[Ed. – Of course. Expect armed BLM “enforcement agents” to start roaming the Red River ministering harassment, as in the Bundy and Hage cases in Nevada. When it doesn’t have a case, the Obama administration baffles you with BS and arms a few more “enforcement agents” to intimidate property owners.]
Kornze narrows down Abbott’s letter to two issues. “(I) the Resource Management Plan/Environmental lmpact Statement process, and (2) ownership interests of the United States and adjacent landowners in the area. I appreciate the opportunity to offer clarification.”
Kornze’s letter explains the BLM’s procedures for developing its new Resource Management Planning (RMP) process. To summarize, the RMP/EIS process is designed to establish general management goals, objectives, and directives for public resources,” Kornze begins in the letter, “including lands and minerals, managed by the BLM. The process involves numerous steps that allow for public input, analysis, and informed decision-making with regard to public resources.”

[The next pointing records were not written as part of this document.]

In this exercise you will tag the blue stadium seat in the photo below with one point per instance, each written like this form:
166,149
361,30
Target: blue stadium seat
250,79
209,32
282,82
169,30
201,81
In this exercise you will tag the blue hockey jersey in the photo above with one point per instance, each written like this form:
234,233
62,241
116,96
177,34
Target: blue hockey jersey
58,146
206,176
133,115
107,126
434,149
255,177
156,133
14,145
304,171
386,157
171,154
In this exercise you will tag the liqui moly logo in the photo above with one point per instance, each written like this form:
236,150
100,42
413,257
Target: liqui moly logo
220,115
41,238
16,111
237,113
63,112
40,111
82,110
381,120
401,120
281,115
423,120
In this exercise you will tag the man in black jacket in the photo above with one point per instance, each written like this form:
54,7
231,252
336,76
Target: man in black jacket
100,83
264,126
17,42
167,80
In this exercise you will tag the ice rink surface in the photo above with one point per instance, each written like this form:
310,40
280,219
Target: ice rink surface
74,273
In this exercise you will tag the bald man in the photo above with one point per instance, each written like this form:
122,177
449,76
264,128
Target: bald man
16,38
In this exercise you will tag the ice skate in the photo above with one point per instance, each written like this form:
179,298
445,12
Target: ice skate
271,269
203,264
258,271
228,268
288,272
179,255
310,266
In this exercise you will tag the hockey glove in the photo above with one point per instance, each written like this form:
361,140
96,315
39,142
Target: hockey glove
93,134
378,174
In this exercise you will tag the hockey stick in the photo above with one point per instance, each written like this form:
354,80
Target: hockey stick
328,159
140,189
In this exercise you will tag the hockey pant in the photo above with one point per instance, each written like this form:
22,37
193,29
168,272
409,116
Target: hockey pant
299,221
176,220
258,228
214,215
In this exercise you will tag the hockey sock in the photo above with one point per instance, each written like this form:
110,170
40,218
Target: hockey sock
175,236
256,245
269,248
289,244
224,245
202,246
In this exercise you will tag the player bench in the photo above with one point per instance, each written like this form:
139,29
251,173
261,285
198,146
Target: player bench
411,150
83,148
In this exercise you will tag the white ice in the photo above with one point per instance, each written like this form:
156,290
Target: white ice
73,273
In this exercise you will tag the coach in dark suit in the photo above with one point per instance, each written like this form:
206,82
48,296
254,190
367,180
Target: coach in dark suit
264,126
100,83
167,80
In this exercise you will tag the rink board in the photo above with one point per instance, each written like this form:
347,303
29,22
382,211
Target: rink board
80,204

“In order to ensure the appropriate consistency with other governmental planning efforts,” Kornze explained, “the BLM invited local, state, Federal, and tribal representatives to participate as cooperating agencies in the preparation of the BLM’s RMP/EIS.”
As to the assertion of ownership of the disputed land along the Red River, Director Kornze appears to be standing with the position that the BLM has always owned this land.

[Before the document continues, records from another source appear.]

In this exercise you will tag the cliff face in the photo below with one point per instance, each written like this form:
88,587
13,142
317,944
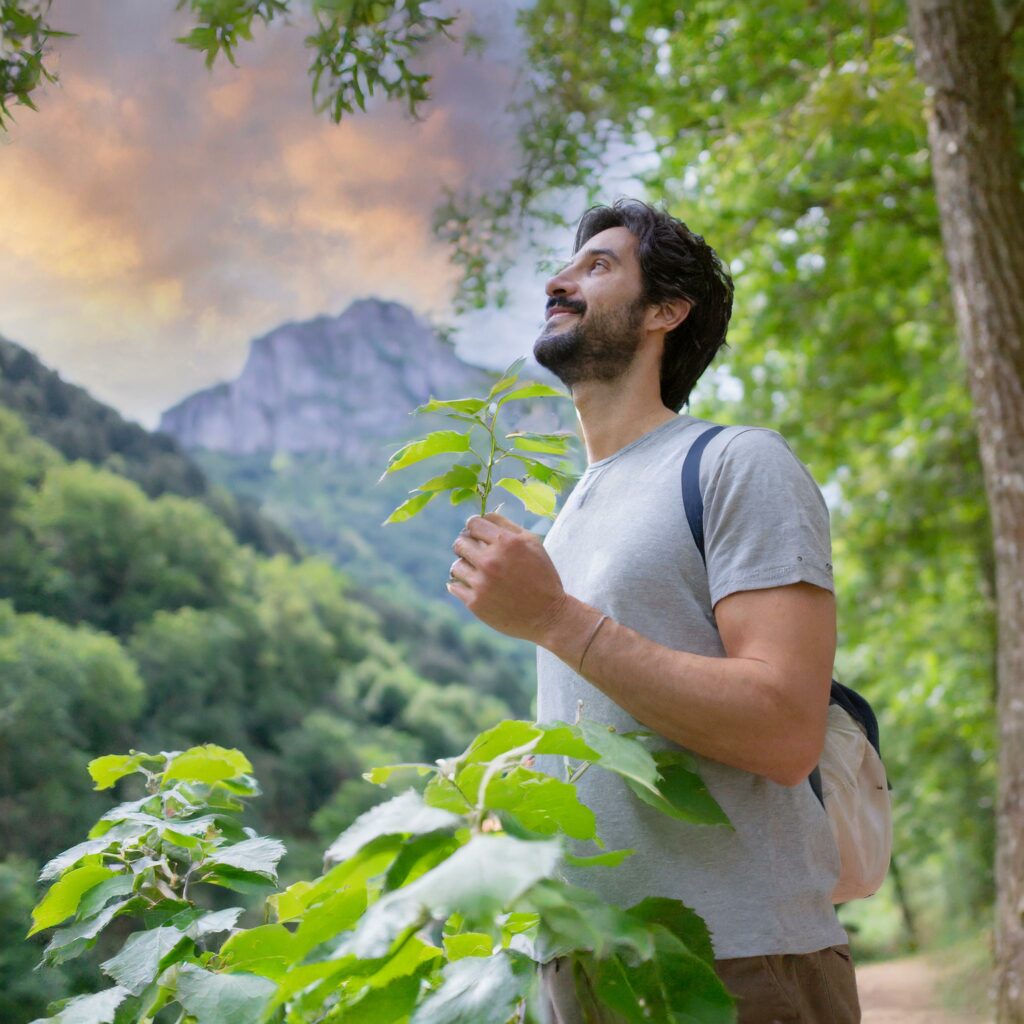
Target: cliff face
343,384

[Well, sort of; emphasis added: – Ed.]
“[A]ny shifts in the boundary between Texas and Oklahoma as a result of the Compact may mean that public lands that are owned by the United States now are within Texas that were formerly in Oklahoma.”
Kornze concluded, “The BLM will determine the uses and extent of these public lands through the current public planning process and any necessary surveys.”